One great mystery of the Palestinian Authority’s bid for recognition as a state in September is why reputable agencies like the World Bank and the IMF would discredit themselves by declaring the PA ready for statehood. That assertion was belied once again this weekend, when Prime Minister Salam Fayyad announced PA employees will get only half their salaries this month because international donors have thus far coughed up only $330 million of the $970 million they pledged, and foreign aid accounts for fully a quarter of the PA budget.
As Omri noted here last month, one requirement for being a functioning state rather than a failed one is being able to pay the bills, so it’s hard to claim the PA is ready for statehood when it depends on donations that frequently don’t materialize. And the Arab states responsible for the current shortfall are serial defaulters on their pledges to the PA.
Indeed, Palestinians themselves don’t consider their government(s) functional, which makes it even harder to see the PA as ready for statehood. Last month, for instance, Gaza residents blocked access to UNRWA summer camps to demand the UN agency rebuild their houses, which were destroyed during the second intifada. They didn’t address this demand to Gaza’s official Hamas-run government. Nor did they address it to the PA, though Hamas and the Fatah-led PA recently signed a unity deal whose stated purposes include reconstructing Gaza. Faced with two Palestinian governments that could credibly be deemed responsible, the demonstrators dismissed them both as useless and pinned their hopes on UNRWA.

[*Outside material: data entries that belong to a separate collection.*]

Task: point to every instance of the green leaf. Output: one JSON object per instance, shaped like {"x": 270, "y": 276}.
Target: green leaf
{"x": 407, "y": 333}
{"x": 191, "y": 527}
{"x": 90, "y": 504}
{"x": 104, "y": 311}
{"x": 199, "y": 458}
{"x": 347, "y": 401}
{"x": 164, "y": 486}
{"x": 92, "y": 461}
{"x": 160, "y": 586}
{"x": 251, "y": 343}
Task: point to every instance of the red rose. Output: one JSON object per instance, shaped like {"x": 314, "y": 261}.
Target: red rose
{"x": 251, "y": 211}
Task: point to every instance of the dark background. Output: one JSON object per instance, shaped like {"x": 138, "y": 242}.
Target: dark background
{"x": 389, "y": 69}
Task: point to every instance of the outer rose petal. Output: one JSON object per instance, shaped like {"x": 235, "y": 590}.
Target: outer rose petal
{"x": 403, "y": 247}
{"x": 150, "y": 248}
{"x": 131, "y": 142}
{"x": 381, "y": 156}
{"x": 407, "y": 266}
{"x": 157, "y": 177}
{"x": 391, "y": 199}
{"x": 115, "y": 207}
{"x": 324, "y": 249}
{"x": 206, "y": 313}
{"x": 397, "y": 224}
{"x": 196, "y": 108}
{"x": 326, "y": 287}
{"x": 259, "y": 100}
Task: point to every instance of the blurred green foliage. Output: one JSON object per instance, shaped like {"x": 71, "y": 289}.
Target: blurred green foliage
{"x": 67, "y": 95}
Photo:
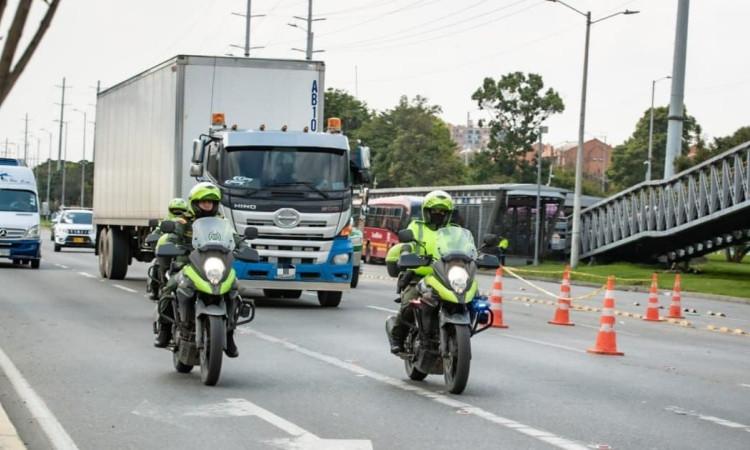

Compounding the problem is the fact that continued donations from Western countries – which generally do honor their pledges, and hence constitute the mainstay of the PA’s budget – depend largely on the presence of one man: Fayyad. This is widely recognized by Palestinians: A poll last month found they preferred Fayyad as the unity government’s prime minister by a two-to-one margin over Hamas’ candidate; the pollster attributed this to the belief Fayyad’s presence would reduce or eliminate the danger of international sanctions against the unity government. PA President Mahmoud Abbas also recognizes this. Indeed, he warned Hamas this weekend that its opposition to Fayyad endangered the statehood bid, because “we are subject to very sensitive and fateful conditions.” Translation: To continue donating, the West needs a government with a non-corrupt, non-terrorist facade, and Fayyad is the only man who can provide it.
It’s hard to see how the PA can be deemed ready for statehood if its financial viability depends on the continued tenure of one individual. After all, Fayyad isn’t immortal; what happens if he dies? And it’s especially hard when one partner in the unity government is adamantly demanding his ouster.
In sum, we have a would-be state whose viability depends on unreliable donations plus a single individual whom half his government wants to oust, and whose own citizens don’t see as capable of addressing basic needs. In what conceivable sense does that constitute readiness for statehood?